California judge pauses sweeping of homeless encampments amid heatwave

An unhoused encampment shaded by a tree in Sacramento, California.
An unhoused encampment shaded by a tree in Sacramento, California. Photograph: Rich Pedroncelli/AP

Amid a heatwave that is sweeping through parts of the American west, a federal judge in California has placed a temporary ban on sweeps of homeless encampments.

The US district court judge Troy L Nunley issued the order against the city of Sacramento on 3 August, after advocates called out the municipality for violating its own order by sweeping an encampment during a time of excessive heat, which is anything over 90F (32C).

The temperature at the state capital is forecast to hit 90F or greater on 21 days in August, including nine days where the temperature is expected to reach 95F (35C), the Associated Press reported.

“The court concludes plaintiffs’ evidence forecasting excessive heat for the upcoming weeks and detailing the risks of heat-related deaths and illnesses is sufficient to show that irreparable harm will result in the absence of injunctive relief,” Nunley wrote in his order.

Last year, he ordered similar temporary restraining orders against the city to halt encampment sweeps during scorching temperatures that lasted nearly two months.

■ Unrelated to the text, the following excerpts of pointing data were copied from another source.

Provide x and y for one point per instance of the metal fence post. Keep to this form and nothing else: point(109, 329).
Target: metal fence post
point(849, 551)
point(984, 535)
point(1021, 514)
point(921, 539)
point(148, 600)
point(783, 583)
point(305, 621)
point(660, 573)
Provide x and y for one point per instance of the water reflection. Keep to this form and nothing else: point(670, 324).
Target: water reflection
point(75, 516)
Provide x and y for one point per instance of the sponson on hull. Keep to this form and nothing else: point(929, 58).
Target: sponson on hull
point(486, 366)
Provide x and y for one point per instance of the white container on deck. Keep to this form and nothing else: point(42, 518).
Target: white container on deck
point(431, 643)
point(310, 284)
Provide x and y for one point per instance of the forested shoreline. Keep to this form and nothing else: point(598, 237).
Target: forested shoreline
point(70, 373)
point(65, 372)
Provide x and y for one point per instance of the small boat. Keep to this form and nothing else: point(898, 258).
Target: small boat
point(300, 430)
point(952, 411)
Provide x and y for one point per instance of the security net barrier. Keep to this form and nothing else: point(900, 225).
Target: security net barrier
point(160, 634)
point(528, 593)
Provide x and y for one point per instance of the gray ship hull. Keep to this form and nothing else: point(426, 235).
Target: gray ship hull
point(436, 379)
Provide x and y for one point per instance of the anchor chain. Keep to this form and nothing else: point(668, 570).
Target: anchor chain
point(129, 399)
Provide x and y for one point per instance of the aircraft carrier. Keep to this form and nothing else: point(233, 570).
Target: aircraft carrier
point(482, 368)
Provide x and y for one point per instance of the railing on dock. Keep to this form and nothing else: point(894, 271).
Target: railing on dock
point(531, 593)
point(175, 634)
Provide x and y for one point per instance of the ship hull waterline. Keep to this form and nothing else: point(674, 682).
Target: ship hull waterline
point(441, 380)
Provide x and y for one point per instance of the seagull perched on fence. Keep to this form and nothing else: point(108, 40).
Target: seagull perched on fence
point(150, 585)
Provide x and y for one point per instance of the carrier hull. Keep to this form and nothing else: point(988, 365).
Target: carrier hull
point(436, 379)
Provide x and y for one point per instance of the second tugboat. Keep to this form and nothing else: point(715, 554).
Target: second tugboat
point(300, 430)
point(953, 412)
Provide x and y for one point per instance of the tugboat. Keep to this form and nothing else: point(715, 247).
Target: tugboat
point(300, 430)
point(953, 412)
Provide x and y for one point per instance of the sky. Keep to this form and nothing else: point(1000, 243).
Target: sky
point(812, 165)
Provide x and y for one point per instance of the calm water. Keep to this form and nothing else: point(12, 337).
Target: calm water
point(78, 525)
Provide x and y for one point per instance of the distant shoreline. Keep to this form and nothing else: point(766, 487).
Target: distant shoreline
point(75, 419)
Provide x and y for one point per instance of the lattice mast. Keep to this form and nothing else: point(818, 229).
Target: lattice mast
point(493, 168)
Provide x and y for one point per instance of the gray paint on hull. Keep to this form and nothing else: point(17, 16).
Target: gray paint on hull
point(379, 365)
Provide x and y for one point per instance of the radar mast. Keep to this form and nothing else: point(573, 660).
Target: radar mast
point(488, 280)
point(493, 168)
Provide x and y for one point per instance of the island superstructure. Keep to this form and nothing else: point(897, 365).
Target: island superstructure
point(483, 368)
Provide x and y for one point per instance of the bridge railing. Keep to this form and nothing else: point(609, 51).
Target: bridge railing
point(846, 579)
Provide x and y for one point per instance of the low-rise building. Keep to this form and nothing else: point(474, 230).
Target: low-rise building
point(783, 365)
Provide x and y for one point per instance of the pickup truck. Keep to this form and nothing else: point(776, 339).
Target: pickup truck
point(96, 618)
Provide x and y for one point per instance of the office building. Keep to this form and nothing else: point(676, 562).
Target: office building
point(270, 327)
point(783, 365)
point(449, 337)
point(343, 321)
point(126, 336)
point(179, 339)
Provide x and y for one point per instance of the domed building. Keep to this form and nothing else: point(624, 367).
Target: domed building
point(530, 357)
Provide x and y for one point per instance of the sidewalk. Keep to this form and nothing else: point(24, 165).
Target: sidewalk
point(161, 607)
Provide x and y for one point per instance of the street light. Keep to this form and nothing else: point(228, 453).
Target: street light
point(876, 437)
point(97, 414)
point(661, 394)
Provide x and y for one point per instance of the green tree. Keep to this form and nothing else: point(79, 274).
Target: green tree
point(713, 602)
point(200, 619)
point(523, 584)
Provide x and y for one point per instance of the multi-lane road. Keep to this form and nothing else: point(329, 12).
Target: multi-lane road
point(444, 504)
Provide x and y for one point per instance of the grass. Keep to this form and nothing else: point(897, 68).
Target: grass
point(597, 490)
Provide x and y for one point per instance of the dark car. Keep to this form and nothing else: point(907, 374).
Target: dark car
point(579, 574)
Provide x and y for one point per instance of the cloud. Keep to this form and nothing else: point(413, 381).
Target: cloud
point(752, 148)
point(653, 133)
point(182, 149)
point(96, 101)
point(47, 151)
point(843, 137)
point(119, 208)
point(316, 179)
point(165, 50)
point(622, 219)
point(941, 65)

The complaint includes details from a sweep in mid July, when authorities removed about 30 people from a tree-lined street in the city’s midtown. The temperature that day was 91F (32.7C), and the sweep came just before a multi-day stretch of triple-digit temperatures, according to the AP.

The city did not offer any housing to the people kicked out of their temporary shelters, the Sacramento Bee reported.

Sacramento, alongside cities like Phoenix and those in the Los Angeles area, has faced soaring temperatures in recent weeks as a heatwave grips the region. On 11 July, California announced a two-year, $20m campaign meant to help protect vulnerable groups like seniors, pregnant people and workers from extreme heat. This allocation is a part of Gavin Newsom’s $400m extreme heat action plan, announced last April and which includes public awareness efforts and updates to infrastructure.

“The impacts of climate change have never been more clear – the hots continue to get hotter in our state and across the west putting millions of Californians at risk,” Newsom, the California governor, said in the July statement.